Replay bars through `merton_online_calibrator` to inspect:

- online parameter drift
- fair value spread vs market
- QuantLib helper divergence (`fair_value_quantlib - fair_value`)

In [None]:
import merton_online_calibrator as moc

def set_lambda(obj, value: float) -> None:
    setattr(obj, "lambda", float(value))


def get_lambda(obj) -> float:
    return float(getattr(obj, "lambda"))


def build_cpp_calibrator(initial_params: dict):
    p = moc.MertonParams()
    p.sigma = float(initial_params["sigma"])
    set_lambda(p, float(initial_params["lambda"]))
    p.mu_j = float(initial_params["mu_j"])
    p.delta_j = float(initial_params["delta_j"])

    cfg = moc.CalibratorConfig()
    cfg.window_size = 4096
    cfg.min_points_for_update = 512
    cfg.update_every_n_returns = 128
    cfg.n_max = 15
    cfg.coordinate_steps = 3

    return moc.OnlineMertonCalibrator(p, cfg)


def theoretical_price(
    S0: float,
    sigma: float,
    lam: float,
    mu_j: float,
    delta_j: float,
    q_annual: float,
    T_years: float,
    r: float = 0.0,
) -> float:
    """Merton risk-neutral expected price over horizon T."""
    k = math.exp(mu_j + 0.5 * delta_j**2) - 1
    drift = r - q_annual - lam * k
    return S0 * math.exp(drift * T_years)
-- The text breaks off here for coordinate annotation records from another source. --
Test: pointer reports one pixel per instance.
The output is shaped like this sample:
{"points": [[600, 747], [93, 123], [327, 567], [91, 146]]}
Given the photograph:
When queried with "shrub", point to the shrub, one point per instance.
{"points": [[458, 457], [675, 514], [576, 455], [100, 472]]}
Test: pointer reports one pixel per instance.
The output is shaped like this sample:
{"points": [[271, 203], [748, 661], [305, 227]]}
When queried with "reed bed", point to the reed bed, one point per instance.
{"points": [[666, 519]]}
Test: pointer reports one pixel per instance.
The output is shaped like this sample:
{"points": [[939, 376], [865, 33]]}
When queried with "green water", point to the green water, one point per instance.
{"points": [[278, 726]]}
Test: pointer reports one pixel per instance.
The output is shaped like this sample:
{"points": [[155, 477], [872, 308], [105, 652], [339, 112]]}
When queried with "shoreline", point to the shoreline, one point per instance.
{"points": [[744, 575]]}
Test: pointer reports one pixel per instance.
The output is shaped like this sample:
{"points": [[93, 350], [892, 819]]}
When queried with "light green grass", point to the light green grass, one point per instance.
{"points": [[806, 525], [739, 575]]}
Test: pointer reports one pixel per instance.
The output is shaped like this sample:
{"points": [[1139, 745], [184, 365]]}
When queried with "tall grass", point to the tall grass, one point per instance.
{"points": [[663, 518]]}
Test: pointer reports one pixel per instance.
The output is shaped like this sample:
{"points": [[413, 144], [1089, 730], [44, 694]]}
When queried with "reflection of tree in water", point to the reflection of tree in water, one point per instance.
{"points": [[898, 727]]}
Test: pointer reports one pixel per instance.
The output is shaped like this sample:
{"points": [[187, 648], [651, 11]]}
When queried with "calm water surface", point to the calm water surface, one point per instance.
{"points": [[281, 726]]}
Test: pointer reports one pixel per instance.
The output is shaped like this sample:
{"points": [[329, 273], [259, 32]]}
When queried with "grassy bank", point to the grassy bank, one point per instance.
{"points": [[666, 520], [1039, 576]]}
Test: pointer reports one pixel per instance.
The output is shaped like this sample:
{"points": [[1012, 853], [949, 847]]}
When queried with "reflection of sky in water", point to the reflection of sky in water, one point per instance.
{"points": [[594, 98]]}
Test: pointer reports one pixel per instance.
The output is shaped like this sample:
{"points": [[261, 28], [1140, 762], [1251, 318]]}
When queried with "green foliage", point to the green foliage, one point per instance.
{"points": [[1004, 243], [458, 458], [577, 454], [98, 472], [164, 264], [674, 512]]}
def funding_rate_annual(rate_per_8h: float) -> float:
    """Convert BitMEX funding rate (per 8h) to annualized simple carry."""
    return rate_per_8h * (365.25 * 24 / 8)


def funding_annual(rate_per_8h: float) -> float:
    """Convert 8h funding into annualized compounded carry (runtime default)."""
    return (1.0 + rate_per_8h) ** (365.25 * 3.0) - 1.0

In [None]:
replay_df = ohlc_calib.tail(REPLAY_BARS).copy()
cal = build_cpp_calibrator(calibration_output)

q_annual = funding_annual(FUNDING_RATE_8H)
t_years = HORIZON_HOURS / (365.25 * 24.0)

rows = []
updates = []

for ts, row in replay_df.iterrows():
    px = float(row["close"])
    epoch_us = int(ts.value // 1_000)  # pandas ns -> us

    accepted = cal.update_tick(px, epoch_us)
    updated = bool(accepted and cal.maybe_update_params())

    p_now = cal.params()
    lam_now = get_lambda(p_now)

    fair_fast = float(cal.fair_value(px, q_annual, t_years, 0.0))
    fair_ql = float(cal.fair_value_quantlib(px, q_annual, t_years, 0.0))
    fair_py = float(
        theoretical_price(
            px,
            float(p_now.sigma),
            lam_now,
            float(p_now.mu_j),
            float(p_now.delta_j),
            q_annual,
            t_years,
            0.0,
        )
    )

    rows.append(
        {
            "time": ts,
            "close": px,
            "fair_fast": fair_fast,
            "fair_ql": fair_ql,
            "fair_py": fair_py,
            "spread_fast_bps": 1e4 * (fair_fast - px) / px,
            "spread_ql_bps": 1e4 * (fair_ql - px) / px,
            "spread_py_bps": 1e4 * (fair_py - px) / px,
            "ql_minus_fast_bps": 1e4 * (fair_ql - fair_fast) / px,
            "py_minus_fast_bps": 1e4 * (fair_py - fair_fast) / px,
            "sigma": float(p_now.sigma),
            "lambda": lam_now,
            "mu_j": float(p_now.mu_j),
            "delta_j": float(p_now.delta_j),
            "updated": updated,
        }
    )

    if updated:
        updates.append((ts, float(p_now.sigma), lam_now, float(p_now.mu_j), float(p_now.delta_j)))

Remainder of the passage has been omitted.